# Puppies first grooming



## proudpoodlelover (Jan 14, 2010)

Here's our new puppy Lorenzo after his first grooming. I had a hard time knowing the puppy fluff was going to be gone, but he looked so sweet when done! Easter ribbon and all, he's a keeper!


----------



## Rockporters (Jan 14, 2010)

Congratulations on the new pup. Lorenzo is a little cutie! How old is he?


----------



## proudpoodlelover (Jan 14, 2010)

He's five months. I think he's going to be small, although his paws are pretty big.


----------



## LexisMom (Feb 16, 2010)

oh my he is so very handsome


----------



## ArreauStandardPoodle (Sep 1, 2009)

Cute, cute, cute! Mini or Standard? Is he red??


----------



## proudpoodlelover (Jan 14, 2010)

Yes, he is red, and a standard!


----------



## dbloomer98 (Mar 24, 2010)

Absolutely adorable!


----------



## spoospirit (Mar 10, 2009)

_He's a cute little munchkin! He is so sweet all done up with his little ribbon for the holiday. Where are you in Massachusetts. I live just over the border in Vermont.
_


----------



## Rockporters (Jan 14, 2010)

proudpoodlelover said:


> He's five months. I think he's going to be small, although his paws are pretty big.
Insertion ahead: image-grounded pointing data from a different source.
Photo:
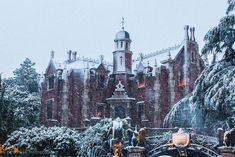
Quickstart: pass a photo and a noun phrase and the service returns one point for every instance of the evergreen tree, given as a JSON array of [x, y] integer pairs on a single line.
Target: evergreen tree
[[27, 76], [221, 38], [19, 100]]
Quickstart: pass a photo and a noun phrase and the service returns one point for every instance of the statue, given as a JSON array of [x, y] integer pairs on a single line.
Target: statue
[[141, 137], [136, 138], [220, 136], [117, 148], [117, 129]]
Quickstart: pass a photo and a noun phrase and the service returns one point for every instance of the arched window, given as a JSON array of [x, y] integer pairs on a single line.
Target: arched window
[[49, 107], [50, 82], [141, 82], [126, 45]]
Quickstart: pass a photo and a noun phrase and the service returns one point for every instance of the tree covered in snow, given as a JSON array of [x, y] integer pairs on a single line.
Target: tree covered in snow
[[27, 76], [94, 141], [221, 38], [43, 139], [212, 102], [20, 100]]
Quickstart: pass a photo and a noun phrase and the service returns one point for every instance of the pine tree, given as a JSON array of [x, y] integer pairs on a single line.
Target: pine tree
[[19, 100], [27, 76], [221, 38]]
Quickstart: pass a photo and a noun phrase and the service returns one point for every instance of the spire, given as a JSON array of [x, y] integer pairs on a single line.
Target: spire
[[101, 58], [155, 62], [169, 54], [186, 27], [141, 56], [52, 54], [123, 22]]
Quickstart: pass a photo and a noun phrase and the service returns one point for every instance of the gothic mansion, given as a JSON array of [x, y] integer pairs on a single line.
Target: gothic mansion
[[80, 91]]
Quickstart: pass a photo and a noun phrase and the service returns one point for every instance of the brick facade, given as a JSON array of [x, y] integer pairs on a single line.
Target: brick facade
[[82, 87]]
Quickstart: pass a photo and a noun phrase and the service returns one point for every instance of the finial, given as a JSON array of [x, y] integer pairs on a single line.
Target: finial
[[123, 22], [155, 62], [52, 54], [169, 54], [101, 58], [186, 27], [141, 56]]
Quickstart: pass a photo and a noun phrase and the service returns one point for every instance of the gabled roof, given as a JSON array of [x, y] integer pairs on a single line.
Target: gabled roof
[[157, 57], [53, 64], [87, 63]]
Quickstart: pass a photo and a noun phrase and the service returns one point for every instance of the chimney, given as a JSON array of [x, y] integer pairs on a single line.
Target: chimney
[[193, 36], [186, 27], [69, 55], [74, 55]]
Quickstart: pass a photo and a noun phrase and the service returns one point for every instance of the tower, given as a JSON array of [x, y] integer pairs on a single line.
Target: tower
[[122, 56]]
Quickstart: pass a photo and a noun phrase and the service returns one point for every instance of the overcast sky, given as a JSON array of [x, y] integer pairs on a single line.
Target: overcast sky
[[32, 28]]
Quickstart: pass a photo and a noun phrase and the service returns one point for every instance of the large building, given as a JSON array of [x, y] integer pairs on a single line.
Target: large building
[[80, 90]]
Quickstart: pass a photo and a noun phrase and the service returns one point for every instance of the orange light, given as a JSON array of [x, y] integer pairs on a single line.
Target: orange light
[[15, 150], [99, 114], [180, 138], [141, 84], [182, 83], [2, 149]]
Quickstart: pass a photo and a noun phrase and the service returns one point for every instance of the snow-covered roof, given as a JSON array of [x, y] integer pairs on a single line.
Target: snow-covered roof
[[157, 57], [84, 63]]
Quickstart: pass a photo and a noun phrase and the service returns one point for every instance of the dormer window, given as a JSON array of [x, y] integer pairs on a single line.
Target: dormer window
[[141, 83], [49, 107], [141, 111], [126, 45], [50, 82], [193, 58], [101, 80]]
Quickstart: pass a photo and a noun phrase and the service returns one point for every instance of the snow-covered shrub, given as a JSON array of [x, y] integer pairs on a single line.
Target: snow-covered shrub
[[43, 139]]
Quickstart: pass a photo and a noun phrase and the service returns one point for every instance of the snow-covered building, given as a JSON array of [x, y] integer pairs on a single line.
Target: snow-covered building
[[81, 90]]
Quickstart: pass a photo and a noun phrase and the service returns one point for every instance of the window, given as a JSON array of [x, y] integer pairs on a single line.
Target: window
[[141, 111], [49, 105], [126, 45], [141, 80], [193, 57], [50, 82], [101, 81], [100, 111]]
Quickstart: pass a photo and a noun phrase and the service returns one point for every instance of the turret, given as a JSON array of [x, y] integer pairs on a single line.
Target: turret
[[122, 56]]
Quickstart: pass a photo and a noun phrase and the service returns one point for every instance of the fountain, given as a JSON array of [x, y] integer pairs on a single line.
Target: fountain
[[120, 103]]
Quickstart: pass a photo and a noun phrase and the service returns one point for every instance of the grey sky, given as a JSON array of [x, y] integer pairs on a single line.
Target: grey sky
[[31, 28]]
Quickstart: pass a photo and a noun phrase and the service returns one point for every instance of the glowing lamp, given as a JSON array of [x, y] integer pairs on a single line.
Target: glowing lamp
[[180, 139], [2, 149]]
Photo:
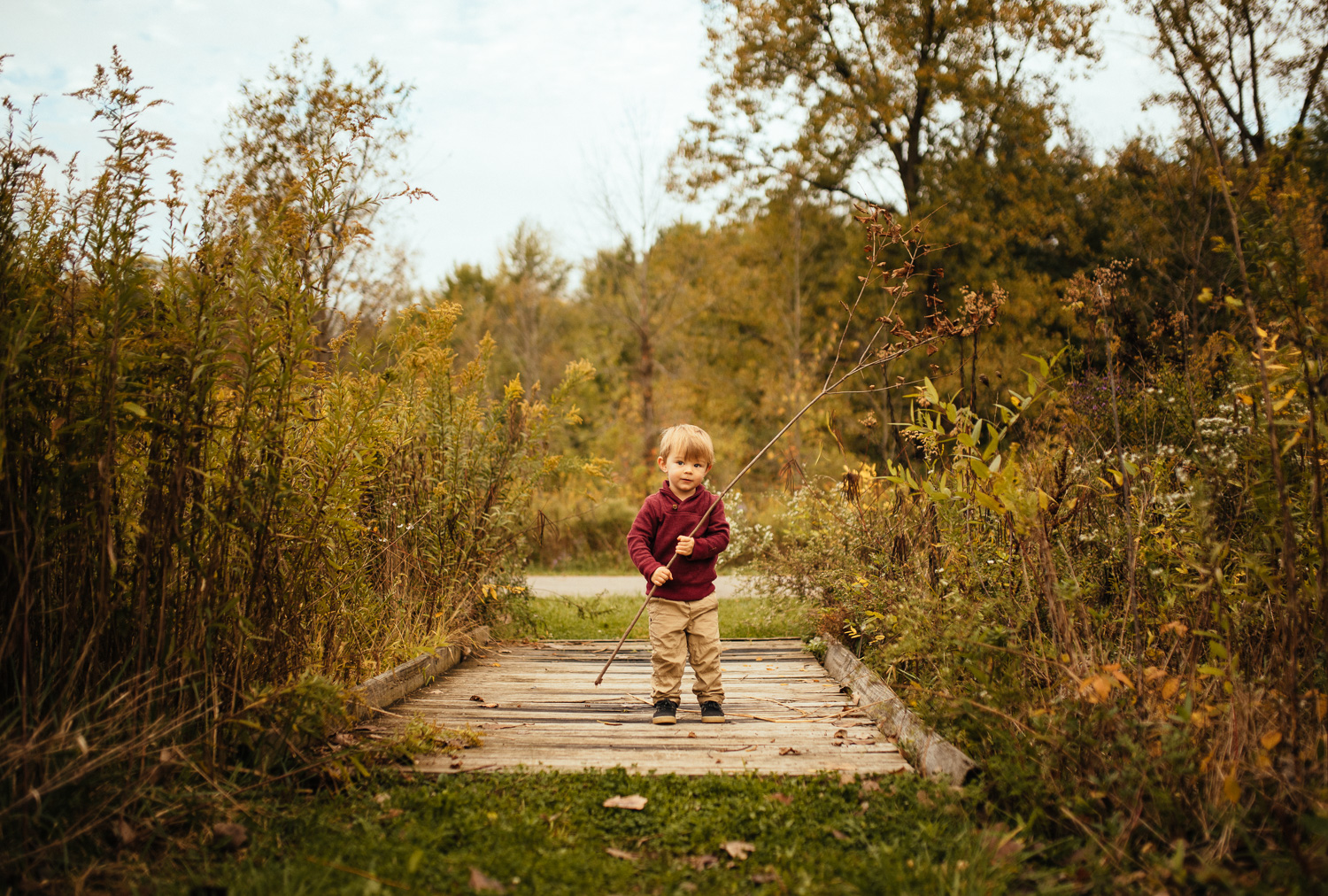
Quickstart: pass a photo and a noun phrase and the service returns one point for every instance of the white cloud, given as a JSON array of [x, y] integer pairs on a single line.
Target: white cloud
[[514, 100]]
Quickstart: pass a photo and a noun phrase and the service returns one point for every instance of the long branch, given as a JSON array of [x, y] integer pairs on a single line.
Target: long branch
[[826, 390]]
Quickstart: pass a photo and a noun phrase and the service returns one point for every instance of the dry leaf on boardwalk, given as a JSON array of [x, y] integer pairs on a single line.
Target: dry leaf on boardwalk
[[738, 848], [481, 883]]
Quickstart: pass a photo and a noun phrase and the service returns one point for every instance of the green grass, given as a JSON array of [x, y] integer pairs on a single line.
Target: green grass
[[549, 832], [607, 616]]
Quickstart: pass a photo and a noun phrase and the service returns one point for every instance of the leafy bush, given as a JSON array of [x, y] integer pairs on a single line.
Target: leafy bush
[[214, 484]]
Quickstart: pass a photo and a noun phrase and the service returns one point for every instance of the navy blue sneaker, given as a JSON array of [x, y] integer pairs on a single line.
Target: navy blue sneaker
[[666, 713]]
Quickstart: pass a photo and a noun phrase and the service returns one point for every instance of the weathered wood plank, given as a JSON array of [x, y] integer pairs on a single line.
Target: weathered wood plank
[[785, 714], [932, 754]]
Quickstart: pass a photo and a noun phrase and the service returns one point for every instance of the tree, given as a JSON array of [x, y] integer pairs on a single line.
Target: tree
[[870, 85], [1240, 58], [307, 120]]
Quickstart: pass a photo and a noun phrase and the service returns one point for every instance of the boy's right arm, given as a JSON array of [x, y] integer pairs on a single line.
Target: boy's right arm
[[639, 540]]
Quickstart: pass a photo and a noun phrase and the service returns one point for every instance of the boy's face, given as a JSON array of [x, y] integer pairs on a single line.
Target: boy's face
[[684, 474]]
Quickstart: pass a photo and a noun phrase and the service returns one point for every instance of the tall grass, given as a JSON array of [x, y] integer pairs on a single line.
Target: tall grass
[[210, 486], [1113, 592]]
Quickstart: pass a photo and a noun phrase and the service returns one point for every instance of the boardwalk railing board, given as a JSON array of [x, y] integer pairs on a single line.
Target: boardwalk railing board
[[930, 753], [392, 685]]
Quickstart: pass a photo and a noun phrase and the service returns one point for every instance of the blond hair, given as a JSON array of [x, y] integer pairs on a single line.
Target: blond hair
[[692, 443]]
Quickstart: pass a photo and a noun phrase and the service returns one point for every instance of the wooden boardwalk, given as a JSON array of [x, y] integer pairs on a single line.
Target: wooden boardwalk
[[537, 707]]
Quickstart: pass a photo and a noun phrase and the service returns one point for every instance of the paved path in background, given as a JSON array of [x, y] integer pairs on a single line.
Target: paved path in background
[[592, 585], [538, 709]]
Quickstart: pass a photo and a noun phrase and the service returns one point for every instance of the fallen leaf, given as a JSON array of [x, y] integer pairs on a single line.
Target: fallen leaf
[[1231, 787], [480, 882], [230, 835], [124, 831], [738, 848]]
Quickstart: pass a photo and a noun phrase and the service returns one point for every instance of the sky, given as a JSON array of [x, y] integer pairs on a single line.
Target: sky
[[520, 108]]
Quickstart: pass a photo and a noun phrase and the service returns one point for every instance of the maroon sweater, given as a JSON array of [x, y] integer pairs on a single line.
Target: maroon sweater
[[655, 532]]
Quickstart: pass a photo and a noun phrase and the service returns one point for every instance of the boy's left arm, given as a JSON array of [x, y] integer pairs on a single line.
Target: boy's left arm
[[716, 535]]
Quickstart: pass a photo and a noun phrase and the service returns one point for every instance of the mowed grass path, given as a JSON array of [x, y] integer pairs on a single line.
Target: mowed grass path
[[550, 834], [608, 614]]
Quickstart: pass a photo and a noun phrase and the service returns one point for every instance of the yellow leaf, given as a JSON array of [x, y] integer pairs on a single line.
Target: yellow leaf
[[1097, 689], [1231, 789]]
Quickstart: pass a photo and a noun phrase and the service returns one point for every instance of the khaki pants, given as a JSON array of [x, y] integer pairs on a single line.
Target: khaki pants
[[685, 630]]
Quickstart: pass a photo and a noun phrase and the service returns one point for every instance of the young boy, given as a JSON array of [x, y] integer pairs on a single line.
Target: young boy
[[684, 612]]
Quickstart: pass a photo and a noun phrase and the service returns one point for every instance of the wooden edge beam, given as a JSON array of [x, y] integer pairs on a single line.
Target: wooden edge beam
[[390, 686], [931, 754]]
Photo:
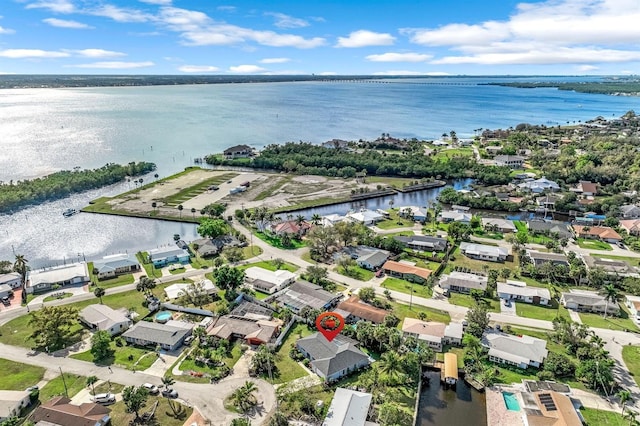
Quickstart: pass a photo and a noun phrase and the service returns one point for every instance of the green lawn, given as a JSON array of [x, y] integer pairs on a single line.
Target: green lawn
[[593, 244], [18, 376], [541, 312], [468, 301], [397, 284], [594, 417], [403, 311], [631, 357], [74, 384], [130, 357], [287, 368]]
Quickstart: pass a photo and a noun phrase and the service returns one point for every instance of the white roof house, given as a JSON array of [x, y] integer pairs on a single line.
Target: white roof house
[[521, 351], [520, 292], [348, 407], [176, 290], [268, 281]]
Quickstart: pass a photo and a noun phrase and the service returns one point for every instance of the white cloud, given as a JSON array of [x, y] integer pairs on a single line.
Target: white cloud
[[198, 68], [115, 65], [58, 6], [247, 69], [274, 60], [98, 53], [399, 57], [363, 38], [32, 53], [64, 23], [286, 21]]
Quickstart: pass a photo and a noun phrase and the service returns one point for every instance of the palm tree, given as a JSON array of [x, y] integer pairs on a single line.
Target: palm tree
[[91, 380], [610, 294], [20, 266], [99, 292]]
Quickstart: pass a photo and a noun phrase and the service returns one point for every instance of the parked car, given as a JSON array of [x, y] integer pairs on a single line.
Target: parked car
[[169, 393], [153, 389], [104, 398]]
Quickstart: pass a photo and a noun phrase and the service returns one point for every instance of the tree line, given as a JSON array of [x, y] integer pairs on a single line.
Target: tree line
[[20, 194]]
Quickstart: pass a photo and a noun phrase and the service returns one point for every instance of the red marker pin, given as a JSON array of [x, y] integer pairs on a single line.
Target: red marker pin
[[329, 324]]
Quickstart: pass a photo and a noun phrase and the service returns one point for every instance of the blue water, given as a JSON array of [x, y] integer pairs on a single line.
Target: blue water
[[511, 401]]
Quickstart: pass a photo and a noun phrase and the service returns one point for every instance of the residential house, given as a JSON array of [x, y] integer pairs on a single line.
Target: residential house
[[616, 267], [552, 227], [435, 334], [238, 151], [335, 359], [589, 301], [174, 291], [103, 318], [42, 280], [463, 282], [168, 336], [512, 161], [539, 185], [348, 408], [12, 403], [357, 310], [539, 258], [168, 255], [423, 242], [12, 279], [266, 281], [501, 225], [518, 291], [630, 211], [291, 227], [448, 216], [521, 351], [304, 294], [366, 217], [406, 271], [602, 233], [59, 411], [484, 252], [114, 265], [632, 226]]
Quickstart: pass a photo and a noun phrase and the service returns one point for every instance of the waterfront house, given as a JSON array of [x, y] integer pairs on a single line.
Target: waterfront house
[[484, 252], [60, 411], [168, 336], [168, 255], [511, 161], [266, 281], [539, 258], [434, 334], [521, 351], [602, 233], [588, 301], [335, 359], [406, 271], [103, 318], [348, 407], [518, 291], [42, 280], [463, 282], [238, 151], [423, 242], [12, 402], [495, 224], [302, 294], [114, 265], [357, 310]]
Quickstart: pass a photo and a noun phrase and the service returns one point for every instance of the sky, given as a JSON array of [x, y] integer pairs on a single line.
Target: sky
[[322, 37]]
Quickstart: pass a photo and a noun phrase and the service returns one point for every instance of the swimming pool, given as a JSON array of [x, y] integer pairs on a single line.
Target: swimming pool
[[511, 401], [163, 316]]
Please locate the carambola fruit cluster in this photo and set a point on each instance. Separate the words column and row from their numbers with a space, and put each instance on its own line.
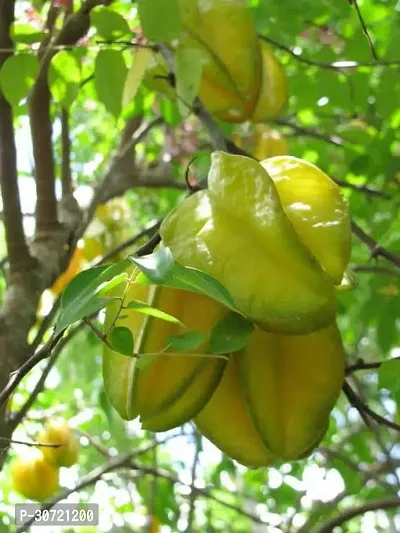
column 276, row 235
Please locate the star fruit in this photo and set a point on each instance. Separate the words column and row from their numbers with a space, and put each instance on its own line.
column 275, row 396
column 225, row 33
column 314, row 205
column 173, row 386
column 237, row 231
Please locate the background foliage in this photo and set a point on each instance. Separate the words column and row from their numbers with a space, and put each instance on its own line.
column 342, row 60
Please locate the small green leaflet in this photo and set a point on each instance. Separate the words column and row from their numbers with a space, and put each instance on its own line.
column 160, row 20
column 141, row 59
column 146, row 309
column 81, row 297
column 159, row 268
column 155, row 266
column 121, row 339
column 25, row 33
column 185, row 343
column 389, row 378
column 17, row 75
column 230, row 334
column 188, row 67
column 109, row 24
column 109, row 79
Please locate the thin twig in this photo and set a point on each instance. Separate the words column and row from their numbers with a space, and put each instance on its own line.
column 365, row 29
column 338, row 66
column 18, row 416
column 17, row 376
column 362, row 365
column 363, row 408
column 348, row 514
column 363, row 188
column 193, row 494
column 375, row 248
column 375, row 269
column 127, row 462
column 66, row 175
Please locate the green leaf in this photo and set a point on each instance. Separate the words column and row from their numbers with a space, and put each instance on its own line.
column 64, row 77
column 230, row 334
column 121, row 339
column 83, row 310
column 144, row 361
column 160, row 20
column 194, row 280
column 109, row 79
column 78, row 284
column 135, row 75
column 389, row 378
column 185, row 343
column 170, row 112
column 162, row 271
column 25, row 33
column 109, row 24
column 81, row 296
column 146, row 309
column 17, row 75
column 155, row 266
column 188, row 68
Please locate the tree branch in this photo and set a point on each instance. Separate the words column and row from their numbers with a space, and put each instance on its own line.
column 364, row 28
column 17, row 376
column 364, row 410
column 18, row 253
column 363, row 188
column 375, row 269
column 375, row 248
column 309, row 132
column 348, row 514
column 362, row 365
column 17, row 418
column 192, row 498
column 66, row 175
column 339, row 66
column 127, row 462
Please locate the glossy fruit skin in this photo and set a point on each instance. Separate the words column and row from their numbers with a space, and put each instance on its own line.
column 172, row 388
column 226, row 422
column 272, row 277
column 224, row 31
column 273, row 96
column 291, row 384
column 57, row 432
column 34, row 478
column 314, row 205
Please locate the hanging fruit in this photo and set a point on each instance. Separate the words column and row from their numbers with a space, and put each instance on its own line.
column 238, row 232
column 173, row 386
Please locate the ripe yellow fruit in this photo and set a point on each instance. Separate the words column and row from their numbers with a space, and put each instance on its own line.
column 273, row 95
column 75, row 266
column 314, row 205
column 291, row 384
column 174, row 386
column 57, row 432
column 224, row 31
column 33, row 477
column 226, row 422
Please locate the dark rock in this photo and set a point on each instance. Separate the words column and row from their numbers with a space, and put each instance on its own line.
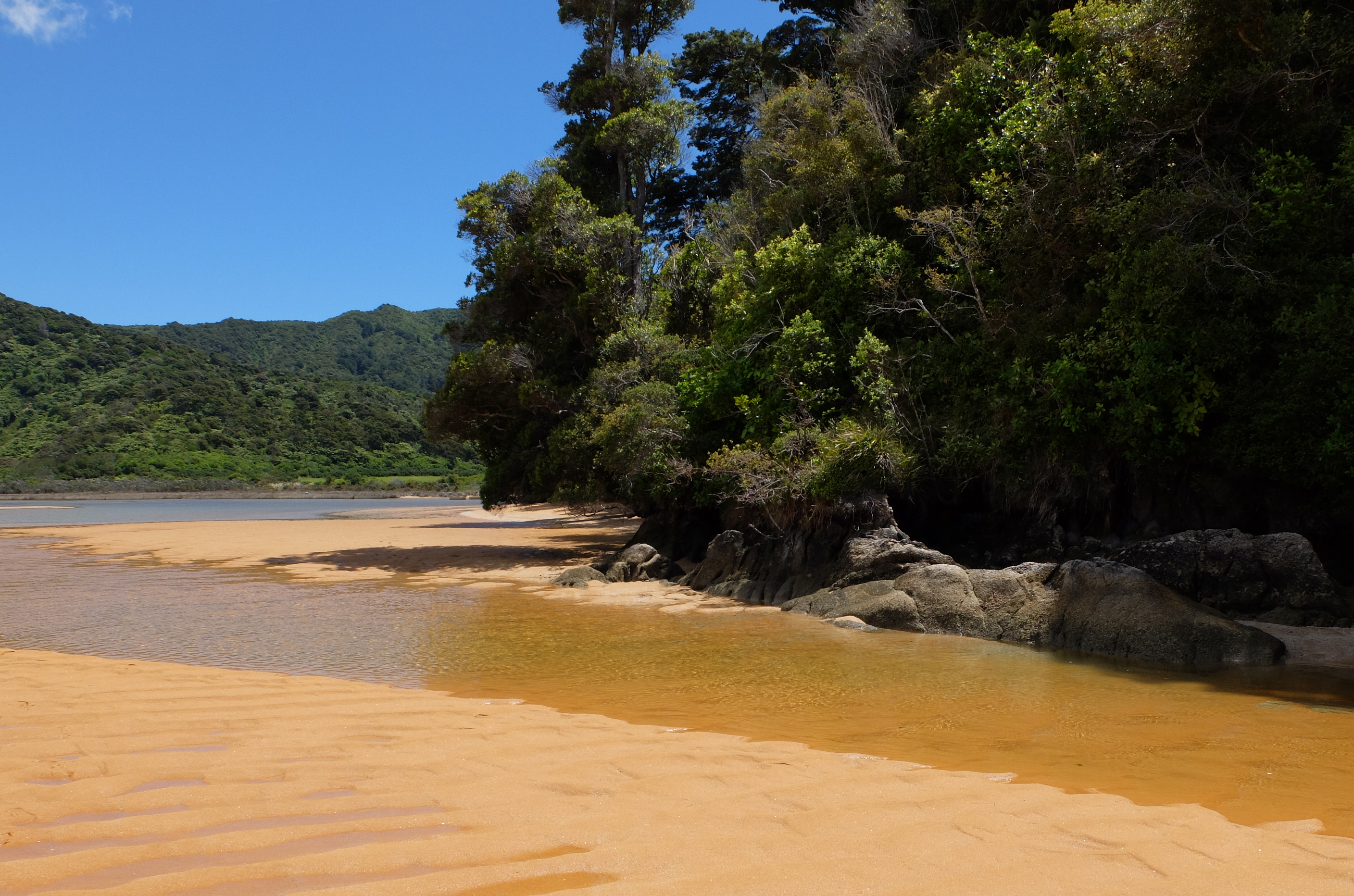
column 852, row 623
column 791, row 554
column 874, row 557
column 1016, row 600
column 945, row 601
column 578, row 577
column 1119, row 611
column 1092, row 606
column 875, row 603
column 1273, row 578
column 638, row 563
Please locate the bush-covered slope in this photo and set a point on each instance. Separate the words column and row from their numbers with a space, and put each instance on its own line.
column 79, row 400
column 1082, row 268
column 389, row 346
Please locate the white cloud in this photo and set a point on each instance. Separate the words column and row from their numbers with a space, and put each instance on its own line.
column 44, row 21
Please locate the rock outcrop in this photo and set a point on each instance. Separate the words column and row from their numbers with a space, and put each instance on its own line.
column 636, row 563
column 1272, row 578
column 1096, row 607
column 860, row 565
column 578, row 577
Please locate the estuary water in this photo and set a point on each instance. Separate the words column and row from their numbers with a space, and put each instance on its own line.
column 45, row 512
column 1270, row 745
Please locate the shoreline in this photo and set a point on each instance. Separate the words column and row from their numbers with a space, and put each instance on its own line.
column 523, row 548
column 243, row 493
column 397, row 791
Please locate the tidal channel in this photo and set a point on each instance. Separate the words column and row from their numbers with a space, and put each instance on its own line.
column 1268, row 745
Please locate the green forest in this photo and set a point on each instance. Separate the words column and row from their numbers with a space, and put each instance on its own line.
column 388, row 346
column 1086, row 264
column 83, row 401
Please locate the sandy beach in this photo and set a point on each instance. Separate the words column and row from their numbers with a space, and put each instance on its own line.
column 138, row 777
column 164, row 779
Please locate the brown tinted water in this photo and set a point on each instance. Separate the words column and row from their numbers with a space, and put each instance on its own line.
column 1257, row 745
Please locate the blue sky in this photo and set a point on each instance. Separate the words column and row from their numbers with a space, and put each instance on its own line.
column 191, row 160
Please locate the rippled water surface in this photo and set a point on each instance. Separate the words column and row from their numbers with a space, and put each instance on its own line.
column 1257, row 745
column 53, row 510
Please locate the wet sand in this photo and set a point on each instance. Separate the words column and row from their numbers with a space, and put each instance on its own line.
column 133, row 777
column 364, row 784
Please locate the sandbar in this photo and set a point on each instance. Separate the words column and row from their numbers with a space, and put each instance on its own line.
column 136, row 777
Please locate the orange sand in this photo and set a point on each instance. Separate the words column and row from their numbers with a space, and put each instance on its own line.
column 186, row 780
column 255, row 783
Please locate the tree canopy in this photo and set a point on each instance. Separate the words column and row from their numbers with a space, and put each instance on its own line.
column 1062, row 256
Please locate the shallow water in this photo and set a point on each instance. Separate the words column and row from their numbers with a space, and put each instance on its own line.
column 53, row 510
column 1255, row 745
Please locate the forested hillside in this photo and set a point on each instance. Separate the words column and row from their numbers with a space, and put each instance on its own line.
column 86, row 401
column 388, row 346
column 1021, row 264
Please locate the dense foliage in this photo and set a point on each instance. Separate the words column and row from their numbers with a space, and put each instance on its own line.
column 1056, row 253
column 388, row 346
column 86, row 401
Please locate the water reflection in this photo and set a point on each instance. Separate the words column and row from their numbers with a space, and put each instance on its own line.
column 1257, row 745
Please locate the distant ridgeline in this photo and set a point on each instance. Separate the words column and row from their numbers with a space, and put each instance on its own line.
column 389, row 347
column 83, row 401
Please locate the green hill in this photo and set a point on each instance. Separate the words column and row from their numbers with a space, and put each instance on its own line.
column 389, row 346
column 82, row 401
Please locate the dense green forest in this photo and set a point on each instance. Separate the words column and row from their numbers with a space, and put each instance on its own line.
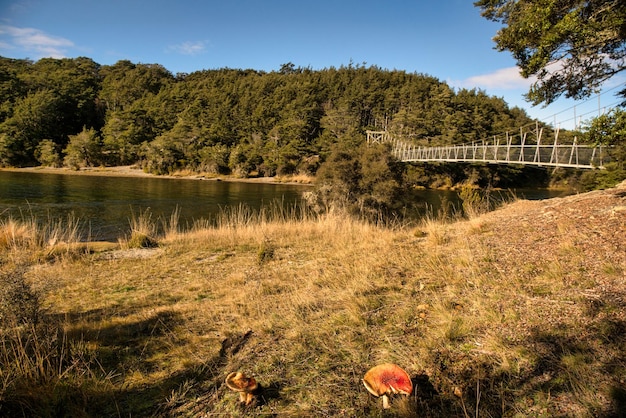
column 78, row 113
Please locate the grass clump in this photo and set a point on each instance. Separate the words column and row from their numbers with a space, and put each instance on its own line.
column 307, row 304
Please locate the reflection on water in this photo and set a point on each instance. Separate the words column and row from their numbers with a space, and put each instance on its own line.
column 105, row 205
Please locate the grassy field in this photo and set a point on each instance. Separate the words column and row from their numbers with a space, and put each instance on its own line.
column 518, row 312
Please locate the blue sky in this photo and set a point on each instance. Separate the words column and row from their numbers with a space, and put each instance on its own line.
column 446, row 39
Jasper is also 5 months old. How big is your guy? Jas is probably 35 pounds and around 20". 

Congratulations again, he is really cute!


----------



## frostfirestandards (Jun 18, 2009)

Oh isn't he just CUTE!!! 
very nice cut


----------



## plumcrazy (Sep 11, 2009)

Cute furkid!!  Where did you get him? I have a red standard girl. She's 7 months old and around 21 3/4 inches at the shoulder and probably close to 40 lbs... do you have more pictures?


----------



## proudpoodlelover (Jan 14, 2010)

We're in Wellesley Hills.


----------



## proudpoodlelover (Jan 14, 2010)

He's 16-17" and I'm guessing 22-25 lbs. Don't have a scale, but he was 21 lbs. three weeks ago at the vet, and he's bigger now.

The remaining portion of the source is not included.